What went wrong? A few obvious things. Instead of Ted‘s reliable marquee name Mark Wahlberg, as the guy whose best friend was a toy bear with an R-rated mouth, MacFarlane made himself the star for his first visible leading movie role. A Million Ways to Die received mostly negative reviews from the critics, and a poor “B” rating from the CinemaScore survey of early attendees. But MacFarlane’s main crime? He dared to make a Western.
(READ: Corliss’s review of A Million Ways to Die in the West)
Throughout the movies’ golden age, the Western enriched Hollywood financially and artistically. But in the 1970s, the genre lost its audience appeal to fantasy films of the Star Wars stripe, which told more or less the same story — elemental animosities leading to an armed showdown — but at a faster tempo, and in outer space. The spectacle of men in kerchief and boots hanging around a seedy 19th-century town waiting to shoot or be shot suddenly seemed painfully slow.

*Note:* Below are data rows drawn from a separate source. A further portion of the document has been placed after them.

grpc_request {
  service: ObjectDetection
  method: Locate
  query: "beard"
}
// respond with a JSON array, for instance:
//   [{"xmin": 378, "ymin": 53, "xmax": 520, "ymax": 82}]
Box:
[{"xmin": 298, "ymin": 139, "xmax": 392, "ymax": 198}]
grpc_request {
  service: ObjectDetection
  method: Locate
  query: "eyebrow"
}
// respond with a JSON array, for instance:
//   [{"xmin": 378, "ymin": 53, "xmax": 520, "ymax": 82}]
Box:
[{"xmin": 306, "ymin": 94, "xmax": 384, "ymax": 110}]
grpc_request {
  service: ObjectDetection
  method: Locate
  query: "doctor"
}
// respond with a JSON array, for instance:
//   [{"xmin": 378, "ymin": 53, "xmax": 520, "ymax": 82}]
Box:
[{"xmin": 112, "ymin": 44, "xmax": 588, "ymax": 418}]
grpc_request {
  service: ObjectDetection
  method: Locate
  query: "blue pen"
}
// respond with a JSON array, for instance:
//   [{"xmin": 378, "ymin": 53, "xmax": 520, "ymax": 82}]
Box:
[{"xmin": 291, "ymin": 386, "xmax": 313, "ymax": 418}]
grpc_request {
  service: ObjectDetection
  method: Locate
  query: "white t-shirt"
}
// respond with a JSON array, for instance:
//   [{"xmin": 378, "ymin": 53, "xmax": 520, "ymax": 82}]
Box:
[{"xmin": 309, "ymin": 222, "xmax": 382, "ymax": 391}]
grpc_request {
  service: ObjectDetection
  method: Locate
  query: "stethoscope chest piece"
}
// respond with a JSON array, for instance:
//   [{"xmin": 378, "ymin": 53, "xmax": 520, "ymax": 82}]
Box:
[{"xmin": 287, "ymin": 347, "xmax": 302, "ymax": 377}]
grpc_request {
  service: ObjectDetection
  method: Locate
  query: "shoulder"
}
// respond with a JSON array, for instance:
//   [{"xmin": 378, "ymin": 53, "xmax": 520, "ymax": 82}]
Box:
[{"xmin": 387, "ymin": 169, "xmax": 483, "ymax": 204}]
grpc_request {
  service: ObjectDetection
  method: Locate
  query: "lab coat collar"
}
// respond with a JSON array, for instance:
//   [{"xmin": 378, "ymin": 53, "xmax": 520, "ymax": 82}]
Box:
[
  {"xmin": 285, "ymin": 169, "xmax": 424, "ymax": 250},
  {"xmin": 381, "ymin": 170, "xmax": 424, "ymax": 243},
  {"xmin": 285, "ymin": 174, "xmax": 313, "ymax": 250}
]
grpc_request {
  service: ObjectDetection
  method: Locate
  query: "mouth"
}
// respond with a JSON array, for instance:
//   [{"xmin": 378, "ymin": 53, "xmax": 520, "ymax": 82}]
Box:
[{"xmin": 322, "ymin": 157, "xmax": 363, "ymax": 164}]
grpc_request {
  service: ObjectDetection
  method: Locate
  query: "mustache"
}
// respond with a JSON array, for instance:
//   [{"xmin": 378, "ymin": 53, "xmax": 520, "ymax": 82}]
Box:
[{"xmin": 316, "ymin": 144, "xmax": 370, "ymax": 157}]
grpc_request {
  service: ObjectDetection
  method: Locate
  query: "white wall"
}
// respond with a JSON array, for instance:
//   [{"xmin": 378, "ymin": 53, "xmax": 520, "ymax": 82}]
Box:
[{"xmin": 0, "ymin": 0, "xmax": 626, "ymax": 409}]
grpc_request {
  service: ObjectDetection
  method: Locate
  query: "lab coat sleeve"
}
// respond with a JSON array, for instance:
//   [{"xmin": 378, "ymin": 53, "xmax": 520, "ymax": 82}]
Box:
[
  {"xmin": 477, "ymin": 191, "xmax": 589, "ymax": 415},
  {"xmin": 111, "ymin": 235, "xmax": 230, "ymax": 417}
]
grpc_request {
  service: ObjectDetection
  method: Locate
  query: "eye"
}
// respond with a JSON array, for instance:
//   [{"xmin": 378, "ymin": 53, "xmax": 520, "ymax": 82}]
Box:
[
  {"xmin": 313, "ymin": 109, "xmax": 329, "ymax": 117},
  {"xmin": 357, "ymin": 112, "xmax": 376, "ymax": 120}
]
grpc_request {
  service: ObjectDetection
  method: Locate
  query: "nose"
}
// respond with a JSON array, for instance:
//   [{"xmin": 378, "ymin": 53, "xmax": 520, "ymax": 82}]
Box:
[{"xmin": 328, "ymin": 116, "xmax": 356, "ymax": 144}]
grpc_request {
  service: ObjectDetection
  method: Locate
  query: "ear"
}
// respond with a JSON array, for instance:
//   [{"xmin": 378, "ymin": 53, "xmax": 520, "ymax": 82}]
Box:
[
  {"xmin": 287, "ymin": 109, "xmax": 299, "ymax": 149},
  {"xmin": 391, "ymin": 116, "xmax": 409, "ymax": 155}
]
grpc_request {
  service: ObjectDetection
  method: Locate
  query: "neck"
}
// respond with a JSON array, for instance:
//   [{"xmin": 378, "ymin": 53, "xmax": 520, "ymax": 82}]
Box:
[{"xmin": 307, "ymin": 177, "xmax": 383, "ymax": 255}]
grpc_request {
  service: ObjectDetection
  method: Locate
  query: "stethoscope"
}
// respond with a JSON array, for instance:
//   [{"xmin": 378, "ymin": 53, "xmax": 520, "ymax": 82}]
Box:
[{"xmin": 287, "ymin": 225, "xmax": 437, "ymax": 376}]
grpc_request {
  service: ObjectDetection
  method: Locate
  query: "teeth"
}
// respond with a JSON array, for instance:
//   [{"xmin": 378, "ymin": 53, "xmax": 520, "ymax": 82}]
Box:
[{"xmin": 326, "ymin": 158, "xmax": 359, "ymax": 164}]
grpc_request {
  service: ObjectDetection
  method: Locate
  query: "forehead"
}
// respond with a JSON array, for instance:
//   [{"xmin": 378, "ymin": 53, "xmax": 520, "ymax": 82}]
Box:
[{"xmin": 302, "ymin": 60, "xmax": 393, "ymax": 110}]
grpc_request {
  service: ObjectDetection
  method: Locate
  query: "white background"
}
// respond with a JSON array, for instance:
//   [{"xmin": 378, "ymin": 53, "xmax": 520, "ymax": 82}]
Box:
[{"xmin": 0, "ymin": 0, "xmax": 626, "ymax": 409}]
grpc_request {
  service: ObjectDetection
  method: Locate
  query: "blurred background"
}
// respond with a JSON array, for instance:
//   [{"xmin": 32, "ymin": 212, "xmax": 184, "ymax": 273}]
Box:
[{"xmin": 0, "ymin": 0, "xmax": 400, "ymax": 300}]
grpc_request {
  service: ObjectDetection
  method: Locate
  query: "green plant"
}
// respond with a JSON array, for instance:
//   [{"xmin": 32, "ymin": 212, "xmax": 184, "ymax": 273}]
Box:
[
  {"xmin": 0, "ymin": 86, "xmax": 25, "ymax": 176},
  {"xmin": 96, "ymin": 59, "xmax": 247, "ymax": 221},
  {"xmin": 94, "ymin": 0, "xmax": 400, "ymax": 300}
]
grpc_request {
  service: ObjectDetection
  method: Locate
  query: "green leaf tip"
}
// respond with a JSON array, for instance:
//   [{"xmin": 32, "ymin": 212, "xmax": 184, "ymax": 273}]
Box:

Directors still love Westerns, and when they’ve won their patrons’ trust with a big hit, they often use that favor to make one. But Westerns often carry high production budgets; and this quintessentially American genre doesn’t often attract moviegoers abroad, where the box-office gravy is. Of Westerns released in the past decade, the one unqualified success is Quentin Tarantino’s Django Unchained. Made for about $100 million, it earned $425.4 million worldwide, 62% of that coming from foreign markets. The Coen brothers’ True Grit remake was a domestic hit ($171.2 million) that tanked internationally ($81 million), but the movie cost less than $40 million to produce, so we’ll call that a success, too. After that, the results are mixed to bad.
(READ: Is the Movie Western Too Tough to Die?)
Recent flop Westerns include Cowboys & Aliens ($163 million budget, $174.8 million worldwide gross) and Johnny Depp’s The Lone Ranger ($215 million budget, $260.5 million worldwide). Keep in mind that the producing studios often spend $100 million to promote a movie, and that little more than half of its total gross comes back to them. So these movies — and The Alamo, and Depp’s animated Western Rango, and Brad Pitt’s The Assassination of Jesse James by the Coward Robert Ford — mostly spilled red ink.
If there’s an upside for MacFarlane, it’s that he spent less making A Million Ways ($40 million) than he did on Ted ($50 million). So his new movie won’t lose much money. It also, alas, won’t lure audiences back to the Western.